Alexandra Jedrych: Wie würdest du zunächst deine eigenen Erfahrungen mit drei Jahrzehnten Schulalltag zusammenfassen?

Lothar Gütter: Wenn ich auf diese Zeit zurückblicke, fühlt es sich trotz aller erlebten Probleme und Frustrationen sehr bunt und lebendig an. Wenn ich mit einem Mangelbewusstsein vor eine Klasse träte, ginge ich gnadenlos unter. Die Kinder und Jugendlichen spüren das sofort, und sie wünschen sich nichts sehnlicher als lebendigen Kontakt. Das Movens jeder Unterrichtsstunde ist die spürbare Begeisterung. Diese erlebte Präsenz im Hier und Jetzt überträgt sich in Windeseile auf alle Beteiligten und verändert den pädagogischen Raum – und aus einer „Penne“ wird ein Raum der Potentialentfaltung.

Worin siehst du die wesentliche Aufgabe der Schule?

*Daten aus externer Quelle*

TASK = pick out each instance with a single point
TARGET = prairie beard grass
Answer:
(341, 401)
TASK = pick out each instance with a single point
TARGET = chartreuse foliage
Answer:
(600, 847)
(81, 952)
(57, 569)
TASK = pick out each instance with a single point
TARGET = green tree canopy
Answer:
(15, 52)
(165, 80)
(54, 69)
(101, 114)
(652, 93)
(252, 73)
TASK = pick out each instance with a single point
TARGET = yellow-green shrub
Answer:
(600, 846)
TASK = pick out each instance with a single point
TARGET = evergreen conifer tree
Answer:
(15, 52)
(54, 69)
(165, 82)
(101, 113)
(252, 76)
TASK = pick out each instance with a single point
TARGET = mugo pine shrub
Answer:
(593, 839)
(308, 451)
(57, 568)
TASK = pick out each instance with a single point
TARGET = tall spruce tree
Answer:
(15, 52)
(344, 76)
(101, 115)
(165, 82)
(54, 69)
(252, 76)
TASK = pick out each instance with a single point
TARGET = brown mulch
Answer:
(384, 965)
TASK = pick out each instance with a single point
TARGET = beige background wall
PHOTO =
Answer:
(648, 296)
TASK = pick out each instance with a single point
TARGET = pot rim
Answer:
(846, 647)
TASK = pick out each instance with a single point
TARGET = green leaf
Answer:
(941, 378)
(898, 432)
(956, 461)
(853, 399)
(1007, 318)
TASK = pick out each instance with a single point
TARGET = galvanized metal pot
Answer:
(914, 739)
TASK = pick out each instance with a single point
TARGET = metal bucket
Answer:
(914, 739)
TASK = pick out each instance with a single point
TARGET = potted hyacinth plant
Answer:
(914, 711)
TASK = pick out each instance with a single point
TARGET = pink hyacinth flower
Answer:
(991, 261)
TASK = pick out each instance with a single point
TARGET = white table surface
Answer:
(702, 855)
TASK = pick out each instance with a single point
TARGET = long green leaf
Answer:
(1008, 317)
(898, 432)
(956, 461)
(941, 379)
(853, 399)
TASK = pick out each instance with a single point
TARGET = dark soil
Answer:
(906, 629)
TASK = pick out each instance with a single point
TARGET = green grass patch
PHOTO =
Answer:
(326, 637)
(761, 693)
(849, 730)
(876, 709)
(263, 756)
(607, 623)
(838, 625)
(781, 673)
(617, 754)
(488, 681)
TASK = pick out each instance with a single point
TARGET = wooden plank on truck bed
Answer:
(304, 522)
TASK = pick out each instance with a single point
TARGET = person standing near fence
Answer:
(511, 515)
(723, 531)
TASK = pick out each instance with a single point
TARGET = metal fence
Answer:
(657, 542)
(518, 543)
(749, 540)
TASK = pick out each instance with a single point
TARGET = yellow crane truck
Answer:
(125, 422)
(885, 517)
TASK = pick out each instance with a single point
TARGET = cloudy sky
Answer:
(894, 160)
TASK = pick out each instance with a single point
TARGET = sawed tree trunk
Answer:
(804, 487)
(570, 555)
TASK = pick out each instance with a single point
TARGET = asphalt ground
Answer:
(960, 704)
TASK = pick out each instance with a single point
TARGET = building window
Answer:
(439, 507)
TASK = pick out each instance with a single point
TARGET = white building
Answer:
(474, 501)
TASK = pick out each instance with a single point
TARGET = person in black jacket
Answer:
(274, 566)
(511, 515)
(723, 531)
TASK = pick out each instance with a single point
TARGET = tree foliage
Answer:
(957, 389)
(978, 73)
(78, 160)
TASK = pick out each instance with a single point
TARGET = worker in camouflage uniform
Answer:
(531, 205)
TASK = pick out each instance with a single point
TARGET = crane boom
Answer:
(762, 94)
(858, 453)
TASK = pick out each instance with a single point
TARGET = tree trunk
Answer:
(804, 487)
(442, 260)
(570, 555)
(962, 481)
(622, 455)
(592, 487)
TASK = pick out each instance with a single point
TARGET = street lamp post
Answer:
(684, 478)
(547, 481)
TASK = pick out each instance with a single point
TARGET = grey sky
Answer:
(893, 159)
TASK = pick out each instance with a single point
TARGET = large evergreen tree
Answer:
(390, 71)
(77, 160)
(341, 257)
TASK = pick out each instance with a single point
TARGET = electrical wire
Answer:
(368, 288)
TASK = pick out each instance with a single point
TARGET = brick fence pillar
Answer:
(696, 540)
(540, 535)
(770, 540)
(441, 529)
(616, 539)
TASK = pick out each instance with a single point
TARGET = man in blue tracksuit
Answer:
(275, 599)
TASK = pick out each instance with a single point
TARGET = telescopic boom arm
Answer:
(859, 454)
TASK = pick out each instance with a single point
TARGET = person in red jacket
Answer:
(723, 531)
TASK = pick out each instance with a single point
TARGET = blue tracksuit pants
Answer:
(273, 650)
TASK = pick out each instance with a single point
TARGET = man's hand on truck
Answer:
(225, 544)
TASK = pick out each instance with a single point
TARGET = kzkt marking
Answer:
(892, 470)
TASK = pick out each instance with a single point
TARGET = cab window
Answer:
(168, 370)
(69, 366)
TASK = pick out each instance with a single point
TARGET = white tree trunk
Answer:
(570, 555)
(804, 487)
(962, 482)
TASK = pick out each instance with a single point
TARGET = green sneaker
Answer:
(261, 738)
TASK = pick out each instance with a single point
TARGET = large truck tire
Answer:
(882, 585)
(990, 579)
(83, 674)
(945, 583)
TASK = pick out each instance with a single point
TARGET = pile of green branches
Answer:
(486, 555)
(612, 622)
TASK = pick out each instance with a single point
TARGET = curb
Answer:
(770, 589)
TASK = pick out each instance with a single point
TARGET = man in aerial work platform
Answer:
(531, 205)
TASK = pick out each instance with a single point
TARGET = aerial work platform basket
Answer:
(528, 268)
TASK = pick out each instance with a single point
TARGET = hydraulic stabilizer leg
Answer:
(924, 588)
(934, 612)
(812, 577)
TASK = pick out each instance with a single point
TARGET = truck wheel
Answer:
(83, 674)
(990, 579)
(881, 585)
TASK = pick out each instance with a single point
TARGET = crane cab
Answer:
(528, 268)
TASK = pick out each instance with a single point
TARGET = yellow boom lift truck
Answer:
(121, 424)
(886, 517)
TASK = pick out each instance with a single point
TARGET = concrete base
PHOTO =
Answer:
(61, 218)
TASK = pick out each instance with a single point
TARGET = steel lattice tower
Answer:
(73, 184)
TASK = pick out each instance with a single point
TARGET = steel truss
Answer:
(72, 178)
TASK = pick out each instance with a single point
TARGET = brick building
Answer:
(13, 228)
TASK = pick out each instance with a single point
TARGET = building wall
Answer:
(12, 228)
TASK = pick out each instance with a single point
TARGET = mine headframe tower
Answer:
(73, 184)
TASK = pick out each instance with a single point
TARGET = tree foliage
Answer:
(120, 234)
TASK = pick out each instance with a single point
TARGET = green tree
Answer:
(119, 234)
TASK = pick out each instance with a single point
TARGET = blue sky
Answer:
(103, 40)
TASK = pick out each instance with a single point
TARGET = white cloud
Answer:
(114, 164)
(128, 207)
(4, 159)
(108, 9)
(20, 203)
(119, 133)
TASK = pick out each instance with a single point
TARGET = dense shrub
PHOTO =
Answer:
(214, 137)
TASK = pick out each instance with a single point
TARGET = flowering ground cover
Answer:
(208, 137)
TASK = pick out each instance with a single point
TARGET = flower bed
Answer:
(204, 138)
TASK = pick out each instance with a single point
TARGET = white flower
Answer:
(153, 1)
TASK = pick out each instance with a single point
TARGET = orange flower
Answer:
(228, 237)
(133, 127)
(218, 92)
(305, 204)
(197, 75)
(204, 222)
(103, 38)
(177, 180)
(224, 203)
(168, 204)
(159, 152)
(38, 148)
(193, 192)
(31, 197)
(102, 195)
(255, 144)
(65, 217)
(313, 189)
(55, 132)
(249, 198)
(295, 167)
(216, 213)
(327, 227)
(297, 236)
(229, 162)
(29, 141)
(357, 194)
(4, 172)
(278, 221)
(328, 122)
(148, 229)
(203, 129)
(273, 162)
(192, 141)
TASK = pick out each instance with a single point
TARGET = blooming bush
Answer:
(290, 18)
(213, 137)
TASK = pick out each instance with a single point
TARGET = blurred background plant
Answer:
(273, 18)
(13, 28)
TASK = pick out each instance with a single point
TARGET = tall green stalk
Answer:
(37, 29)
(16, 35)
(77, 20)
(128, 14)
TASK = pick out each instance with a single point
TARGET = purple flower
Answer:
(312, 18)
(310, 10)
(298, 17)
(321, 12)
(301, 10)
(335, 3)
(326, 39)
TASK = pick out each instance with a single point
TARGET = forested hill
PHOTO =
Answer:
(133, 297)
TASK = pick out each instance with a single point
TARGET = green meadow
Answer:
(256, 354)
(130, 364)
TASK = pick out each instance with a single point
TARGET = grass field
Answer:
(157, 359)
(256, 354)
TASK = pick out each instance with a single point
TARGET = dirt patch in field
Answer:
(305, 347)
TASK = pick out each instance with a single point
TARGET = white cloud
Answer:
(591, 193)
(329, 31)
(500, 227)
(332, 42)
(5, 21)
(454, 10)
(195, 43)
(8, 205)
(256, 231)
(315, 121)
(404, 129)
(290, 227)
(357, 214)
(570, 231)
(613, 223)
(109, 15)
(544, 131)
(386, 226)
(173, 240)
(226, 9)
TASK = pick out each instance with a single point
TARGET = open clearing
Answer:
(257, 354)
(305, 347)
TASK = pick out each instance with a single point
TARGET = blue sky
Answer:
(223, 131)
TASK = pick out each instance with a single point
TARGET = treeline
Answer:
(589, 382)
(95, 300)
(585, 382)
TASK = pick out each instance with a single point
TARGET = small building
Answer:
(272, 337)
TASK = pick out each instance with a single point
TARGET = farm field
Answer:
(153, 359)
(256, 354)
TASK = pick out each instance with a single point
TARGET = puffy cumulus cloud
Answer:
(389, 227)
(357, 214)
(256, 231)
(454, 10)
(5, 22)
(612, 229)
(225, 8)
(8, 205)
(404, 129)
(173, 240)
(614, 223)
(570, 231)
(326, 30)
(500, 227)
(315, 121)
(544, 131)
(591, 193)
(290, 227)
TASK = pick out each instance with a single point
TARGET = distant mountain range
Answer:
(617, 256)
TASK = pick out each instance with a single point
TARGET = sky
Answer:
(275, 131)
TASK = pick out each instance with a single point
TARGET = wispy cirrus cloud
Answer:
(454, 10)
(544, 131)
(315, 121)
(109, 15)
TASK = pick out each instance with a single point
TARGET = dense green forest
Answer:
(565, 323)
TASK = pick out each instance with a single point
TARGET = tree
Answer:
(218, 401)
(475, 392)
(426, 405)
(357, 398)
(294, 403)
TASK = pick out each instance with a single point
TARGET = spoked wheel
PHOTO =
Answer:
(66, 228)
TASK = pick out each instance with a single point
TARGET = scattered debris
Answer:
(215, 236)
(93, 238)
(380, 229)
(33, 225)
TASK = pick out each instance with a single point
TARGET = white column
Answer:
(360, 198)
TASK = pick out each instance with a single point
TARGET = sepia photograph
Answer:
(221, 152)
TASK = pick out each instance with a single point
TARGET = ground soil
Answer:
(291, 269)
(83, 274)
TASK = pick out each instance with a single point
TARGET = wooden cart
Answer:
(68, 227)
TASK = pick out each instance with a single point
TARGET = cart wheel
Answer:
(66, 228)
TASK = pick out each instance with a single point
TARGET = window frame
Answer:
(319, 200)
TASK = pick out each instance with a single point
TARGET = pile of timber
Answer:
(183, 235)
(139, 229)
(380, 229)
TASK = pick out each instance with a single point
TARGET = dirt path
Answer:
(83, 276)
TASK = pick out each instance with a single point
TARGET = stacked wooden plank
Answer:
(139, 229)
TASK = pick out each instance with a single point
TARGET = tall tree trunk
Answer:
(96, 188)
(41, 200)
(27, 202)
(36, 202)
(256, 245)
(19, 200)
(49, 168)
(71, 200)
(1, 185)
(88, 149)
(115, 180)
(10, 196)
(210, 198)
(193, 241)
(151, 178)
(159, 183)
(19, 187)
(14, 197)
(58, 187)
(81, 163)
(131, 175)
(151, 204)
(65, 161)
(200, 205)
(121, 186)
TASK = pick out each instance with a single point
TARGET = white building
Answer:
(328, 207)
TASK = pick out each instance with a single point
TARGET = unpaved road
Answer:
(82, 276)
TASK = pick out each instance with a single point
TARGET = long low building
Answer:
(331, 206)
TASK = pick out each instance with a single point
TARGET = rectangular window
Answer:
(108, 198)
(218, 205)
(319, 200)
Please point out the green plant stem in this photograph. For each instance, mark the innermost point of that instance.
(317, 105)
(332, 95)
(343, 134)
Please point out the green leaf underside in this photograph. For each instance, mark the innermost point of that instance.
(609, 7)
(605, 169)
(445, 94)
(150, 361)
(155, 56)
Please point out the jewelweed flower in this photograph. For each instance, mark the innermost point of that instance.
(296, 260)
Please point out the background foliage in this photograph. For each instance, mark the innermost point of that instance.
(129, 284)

Jedes Kind sehnt sich nach Verbindung und nach Fülle des Erlebens im Hier und Jetzt – das ist naturgegeben. Schule bedeutet im lateinischen Wortursprung „Müßiggang“ oder freier übersetzt „freie Persönlichkeitsentwicklung“. Der Gehirnforscher Hüther hat ja in vielen Vorträgen dieses Phänomen sehr deutlich gemacht. Wir brauchen angesichts der Herausforderungen der Zukunft mutige und selbstbewusste Menschen, die bereit sind, ihren systembedingten Objekt status zu verlassen, aus dem passiven Erdulden heraus zutreten, sich zu zeigen und zu mutigen Subjekten ihres Handelns zu werden.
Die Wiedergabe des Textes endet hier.